Older aged women are more prone to contract this condition, than their younger counterparts, probably due to weakening of the muscles with advancing age. Some theories suggest that menopause may increase the risk of developing cystocele. However, studies still need to be done, to further establish a strong link between these factors. The various causative factors for development of cystocele include the following:
Anatomically, the pelvic floor constitutes of ligaments, and muscles, along with pelvic organs. Advancing age, and certain traumatic or strenuous conditions, can cause the ligaments and muscles of the pelvic floor to weaken. Such a kind of event can cause the bladder to slip from its original position. The bladder moves down and bulges into the vagina. Such a type of condition is also referred to as anterior prolapse .
There have been pieces of evidence, suggesting that cystocele may not develop in women before menopause. This is so because; the hormone estrogen is responsible for maintaining the elasticity of the vaginal tissues. After menopause, when the levels of estrogen undergo a significant decline, the elasticity of the tissue also reduces favoring the development of cystocele .
Several self care tips can be adopted, to prevent the onset of cystocele. These include:
- Practicing kegel exercises on a regular basis, helps in strengthening the pelvic muscles, which in a way, prevents the development of cystocele.

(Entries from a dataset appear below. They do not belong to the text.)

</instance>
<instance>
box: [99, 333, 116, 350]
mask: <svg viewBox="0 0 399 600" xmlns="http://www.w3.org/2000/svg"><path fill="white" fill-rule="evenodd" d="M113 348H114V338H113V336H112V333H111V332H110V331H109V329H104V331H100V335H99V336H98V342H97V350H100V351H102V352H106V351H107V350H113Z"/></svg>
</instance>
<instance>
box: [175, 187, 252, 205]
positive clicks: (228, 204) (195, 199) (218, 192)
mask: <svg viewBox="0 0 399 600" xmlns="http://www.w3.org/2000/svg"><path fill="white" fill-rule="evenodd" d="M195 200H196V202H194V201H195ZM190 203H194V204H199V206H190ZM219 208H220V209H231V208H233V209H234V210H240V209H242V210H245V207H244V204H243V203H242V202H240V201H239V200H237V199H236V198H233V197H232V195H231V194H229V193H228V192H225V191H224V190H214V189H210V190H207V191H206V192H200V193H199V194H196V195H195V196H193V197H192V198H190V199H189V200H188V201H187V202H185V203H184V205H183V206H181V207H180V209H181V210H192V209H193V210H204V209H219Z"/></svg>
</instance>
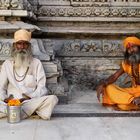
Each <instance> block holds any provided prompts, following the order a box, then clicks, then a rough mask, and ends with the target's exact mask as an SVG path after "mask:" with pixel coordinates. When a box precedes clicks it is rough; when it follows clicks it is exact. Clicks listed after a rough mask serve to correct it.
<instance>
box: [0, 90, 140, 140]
mask: <svg viewBox="0 0 140 140" xmlns="http://www.w3.org/2000/svg"><path fill="white" fill-rule="evenodd" d="M115 113H116V114H117V115H114V114H115ZM71 114H72V115H71ZM81 114H84V115H81ZM87 114H90V115H87ZM97 114H98V115H97ZM105 114H106V115H105ZM122 114H124V115H122ZM133 114H134V115H133ZM53 116H54V117H52V119H51V120H50V121H45V120H41V119H39V118H38V117H32V118H29V119H27V120H23V121H21V122H20V123H17V124H9V123H7V119H6V118H5V119H0V140H118V139H119V140H139V139H140V112H137V113H135V112H118V111H113V110H112V109H110V108H104V107H102V106H101V105H100V104H99V103H98V101H97V99H96V94H95V92H93V91H89V92H84V91H80V93H79V92H75V93H73V96H72V100H71V101H70V102H69V104H67V105H58V106H56V108H55V109H54V113H53ZM58 116H59V117H58ZM62 116H66V117H62ZM68 116H76V117H68ZM77 116H79V117H77ZM83 116H86V117H83ZM87 116H88V117H87ZM114 116H115V117H114ZM120 116H123V117H120ZM127 116H129V117H127ZM132 116H133V117H132ZM135 116H137V117H135Z"/></svg>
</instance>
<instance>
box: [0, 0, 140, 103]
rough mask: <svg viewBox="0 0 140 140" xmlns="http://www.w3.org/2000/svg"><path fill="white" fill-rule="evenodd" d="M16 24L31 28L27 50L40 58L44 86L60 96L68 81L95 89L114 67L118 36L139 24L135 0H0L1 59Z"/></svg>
mask: <svg viewBox="0 0 140 140" xmlns="http://www.w3.org/2000/svg"><path fill="white" fill-rule="evenodd" d="M19 28H25V29H28V30H30V31H32V32H33V40H32V42H33V44H34V48H33V52H34V53H33V54H34V56H35V57H38V58H39V59H41V61H42V62H43V65H44V68H45V72H46V78H47V82H48V83H47V86H48V88H49V89H50V92H51V94H57V95H60V96H61V97H62V98H63V99H64V100H66V99H67V97H68V96H69V94H70V92H69V90H70V87H71V86H75V87H76V86H77V87H79V88H81V89H95V88H96V85H97V84H98V81H99V80H100V79H104V78H106V77H108V76H109V75H111V74H112V73H114V72H115V70H116V69H119V65H120V63H121V60H122V59H123V47H122V40H123V39H124V38H125V37H126V36H130V35H138V34H137V33H138V32H139V30H140V1H139V0H9V1H0V33H1V34H0V47H1V50H0V60H1V61H3V60H5V59H6V58H7V57H9V55H10V52H9V47H10V46H11V43H10V42H12V37H13V33H14V31H16V30H17V29H19ZM123 79H124V77H122V78H121V79H119V80H118V84H119V83H120V81H122V80H123Z"/></svg>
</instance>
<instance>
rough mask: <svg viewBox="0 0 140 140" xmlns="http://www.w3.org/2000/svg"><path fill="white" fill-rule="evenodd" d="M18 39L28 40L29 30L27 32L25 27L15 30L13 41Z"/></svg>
mask: <svg viewBox="0 0 140 140" xmlns="http://www.w3.org/2000/svg"><path fill="white" fill-rule="evenodd" d="M20 40H23V41H28V42H29V41H30V40H31V32H28V31H27V30H25V29H20V30H18V31H16V32H15V34H14V42H18V41H20Z"/></svg>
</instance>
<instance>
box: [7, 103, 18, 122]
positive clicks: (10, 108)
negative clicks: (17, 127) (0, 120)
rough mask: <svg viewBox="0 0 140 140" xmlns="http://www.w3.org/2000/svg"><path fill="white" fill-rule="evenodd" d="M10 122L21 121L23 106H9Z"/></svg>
mask: <svg viewBox="0 0 140 140" xmlns="http://www.w3.org/2000/svg"><path fill="white" fill-rule="evenodd" d="M7 121H8V123H18V122H20V121H21V106H7Z"/></svg>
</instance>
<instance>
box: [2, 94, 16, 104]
mask: <svg viewBox="0 0 140 140" xmlns="http://www.w3.org/2000/svg"><path fill="white" fill-rule="evenodd" d="M13 98H14V96H13V95H12V94H10V96H9V97H8V98H6V99H4V102H5V103H8V102H9V101H10V100H11V99H13Z"/></svg>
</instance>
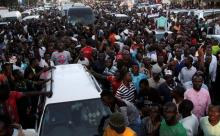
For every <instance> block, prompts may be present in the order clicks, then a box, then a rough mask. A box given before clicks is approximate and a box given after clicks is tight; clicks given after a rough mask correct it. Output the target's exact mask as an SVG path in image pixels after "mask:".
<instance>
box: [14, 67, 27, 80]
mask: <svg viewBox="0 0 220 136" xmlns="http://www.w3.org/2000/svg"><path fill="white" fill-rule="evenodd" d="M12 73H13V76H14V78H15V80H22V79H23V78H24V75H23V73H22V72H21V71H20V70H18V69H16V70H14V71H13V72H12Z"/></svg>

- Having a fiber rich diet to help keep constipation at bay
- Avoiding in lifting heavy loads; if it is unavoidable, then, learning the correct way of lifting will be helpful.
- Chronic coughs should be promptly treated
- It is also advised to avoid putting on weight, which would in turn, put pressure on pelvic muscles .
Such a type of medical condition gives rise to several uncomfortable symptoms. Cystocele occurs, when the muscles of the vaginal walls and bladder, undergo strenuous situations, such as process of child birth, or long standing history of constipation, lifting heavy objects or coughing violently .
Definition: Cystocele is a condition, wherein the bladder slips from its original position, and bulges into the vagina, due to weakening of the muscles of pelvic floor. Post menopausal and elderly women are more prone to contract this condition.
Cause: Weakening of the pelvic muscles and tissues of vaginal wall, causes cystocele to develop. Several factors which exert pressure on these muscles cause them to loosen. These include, process of childbirth through the vaginal route, constipation, lifting of heavy load, menopause, and chronic cough.
Symptoms: Symptoms of cystocele include urinary incontinence, pain during intercourse, feeling of pressure in the pelvic region as well as vagina, frequent bladder infections, and discomfort experienced during coughing or bending.
Diagnosis: A preliminary pelvic examination is done to diagnose the condition. In addition, bladder and urine tests would follow, to check for infections and assess the bladder emptying capacity.
Treatment: In the initial stages, no treatment is required, except that the individual is asked to practice pelvic muscle strengthening exercises. When these do not work, then they are given pessary support devices, to be placed in the vagina. Surgery is the last resort, and employed in advanced cases.